A true artist is someone who can take something that is ugly and find a way to show the world that it is beautiful. Anyone can capture the beauty in beautiful things – the raw power of massive natural landmarks or a stuning sunset is present even in amateur photographs, for example – but to show something special in the dull and mundane moments of life, the slightly sad and dark times that fill in between the times when something is actually happening… that takes some real talent. I was never exposed to professional wrestling when growing up – I think there was a brief period that it was on television, but it was definitely treated as a novelty and had a bit of that Jerry Springer freakshow vibe to it – so I could never understand how people could treat this pantomime of sweaty men with any seriousness. You know it’s fake, right? You know they plan out who wins before each match, don’t you? I’m not alone in asking these rhetorical questions, but after seeing The Wrestler, I lost any drive to ask them. I finally got it.
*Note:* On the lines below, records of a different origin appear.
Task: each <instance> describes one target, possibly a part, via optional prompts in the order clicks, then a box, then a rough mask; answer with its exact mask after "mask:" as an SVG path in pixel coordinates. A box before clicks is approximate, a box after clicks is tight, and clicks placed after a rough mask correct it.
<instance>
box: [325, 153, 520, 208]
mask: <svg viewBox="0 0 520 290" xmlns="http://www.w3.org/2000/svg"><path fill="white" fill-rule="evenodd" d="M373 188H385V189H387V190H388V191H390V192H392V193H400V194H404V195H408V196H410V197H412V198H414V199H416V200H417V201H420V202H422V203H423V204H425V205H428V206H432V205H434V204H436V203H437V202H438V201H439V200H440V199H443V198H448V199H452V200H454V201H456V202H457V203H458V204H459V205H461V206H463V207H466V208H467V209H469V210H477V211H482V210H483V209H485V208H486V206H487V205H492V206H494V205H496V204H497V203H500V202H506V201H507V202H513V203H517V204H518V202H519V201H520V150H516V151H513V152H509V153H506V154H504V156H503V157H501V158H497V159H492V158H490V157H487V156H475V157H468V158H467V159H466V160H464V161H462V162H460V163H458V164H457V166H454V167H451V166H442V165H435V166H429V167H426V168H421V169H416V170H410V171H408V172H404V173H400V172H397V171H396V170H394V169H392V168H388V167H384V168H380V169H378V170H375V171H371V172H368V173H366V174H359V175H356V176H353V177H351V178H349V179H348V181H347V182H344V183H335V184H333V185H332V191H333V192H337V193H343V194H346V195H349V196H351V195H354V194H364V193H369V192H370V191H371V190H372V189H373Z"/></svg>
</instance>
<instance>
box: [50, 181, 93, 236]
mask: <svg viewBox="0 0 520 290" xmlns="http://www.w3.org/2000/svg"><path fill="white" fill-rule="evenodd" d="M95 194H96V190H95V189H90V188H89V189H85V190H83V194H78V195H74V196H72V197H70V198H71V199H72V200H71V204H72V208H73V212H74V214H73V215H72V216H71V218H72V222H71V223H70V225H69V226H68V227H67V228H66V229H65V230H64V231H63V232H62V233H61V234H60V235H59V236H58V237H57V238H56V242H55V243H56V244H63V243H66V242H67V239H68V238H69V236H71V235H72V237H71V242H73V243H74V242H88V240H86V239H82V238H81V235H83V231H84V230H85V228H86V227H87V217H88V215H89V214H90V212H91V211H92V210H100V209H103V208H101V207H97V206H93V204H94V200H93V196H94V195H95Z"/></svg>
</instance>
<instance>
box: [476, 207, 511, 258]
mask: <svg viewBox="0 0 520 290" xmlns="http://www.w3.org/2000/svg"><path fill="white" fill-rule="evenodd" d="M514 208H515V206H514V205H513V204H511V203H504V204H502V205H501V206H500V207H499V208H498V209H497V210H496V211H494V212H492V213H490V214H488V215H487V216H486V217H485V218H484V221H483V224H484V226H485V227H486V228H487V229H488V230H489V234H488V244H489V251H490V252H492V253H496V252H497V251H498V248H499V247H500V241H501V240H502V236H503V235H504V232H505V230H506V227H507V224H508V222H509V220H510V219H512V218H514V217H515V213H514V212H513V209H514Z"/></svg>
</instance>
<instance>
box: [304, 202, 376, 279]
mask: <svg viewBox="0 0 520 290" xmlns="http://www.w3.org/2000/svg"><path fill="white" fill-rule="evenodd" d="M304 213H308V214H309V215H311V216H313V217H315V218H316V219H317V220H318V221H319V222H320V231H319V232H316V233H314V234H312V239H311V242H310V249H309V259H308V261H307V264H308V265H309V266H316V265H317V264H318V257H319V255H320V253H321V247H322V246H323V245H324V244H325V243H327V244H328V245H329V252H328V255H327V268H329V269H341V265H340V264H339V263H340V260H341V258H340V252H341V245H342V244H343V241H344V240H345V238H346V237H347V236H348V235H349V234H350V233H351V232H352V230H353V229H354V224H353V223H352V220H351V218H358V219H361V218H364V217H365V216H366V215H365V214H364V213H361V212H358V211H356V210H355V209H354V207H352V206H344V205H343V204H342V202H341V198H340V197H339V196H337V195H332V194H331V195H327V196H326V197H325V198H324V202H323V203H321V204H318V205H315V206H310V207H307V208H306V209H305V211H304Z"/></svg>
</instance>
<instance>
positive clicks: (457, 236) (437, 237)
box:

Randy “The Ram” Robinson (Mickey Rourke) is a professional wrestler, twenty years past the height of his career and struggling with his failing health, his estranged daughter, and just making enough money to make ends meet. The film follows him through pretty typical circumstances – wrestling matches, hanging out in a strip club, sleeping in his van because he hasn’t paid his rent – from a very intimate, over-the-shoulder couple-of-steps-behind point of view. The viewer is there with Randy, seeing everything from his perspective – how empty and lonely it is to realise you’ve passed your prime and what it feels like to be stuck in a time the world has moved on from, but also the brotherhood and cameraderie between his fellow wrestlers and the rush of being a hero when he enters the ring. The wrestling matches in particular are amazing to watch from such a close-up vantage, because while you get to see how every blow and hold is an act, you also see the exertion and strain the two players put on themselves to put on a good performance. The Wrester is a companion piece to director Darren Aronofsky‘s Black Swan – both are films about physical performers with an incredibly demanding medium, but while Black Swan is about the obsessive drive towards perfection, The Wrester is about the destructive path a person takes when the thing they love is the thing that’s destroying them. Randy the Ram’s only mutual love is wrestling, and he comes a little closer each match to killing himself just to hear the roar of the crowd. There’s something very ugly about that, but thanks to this film, there is something very beautiful, too.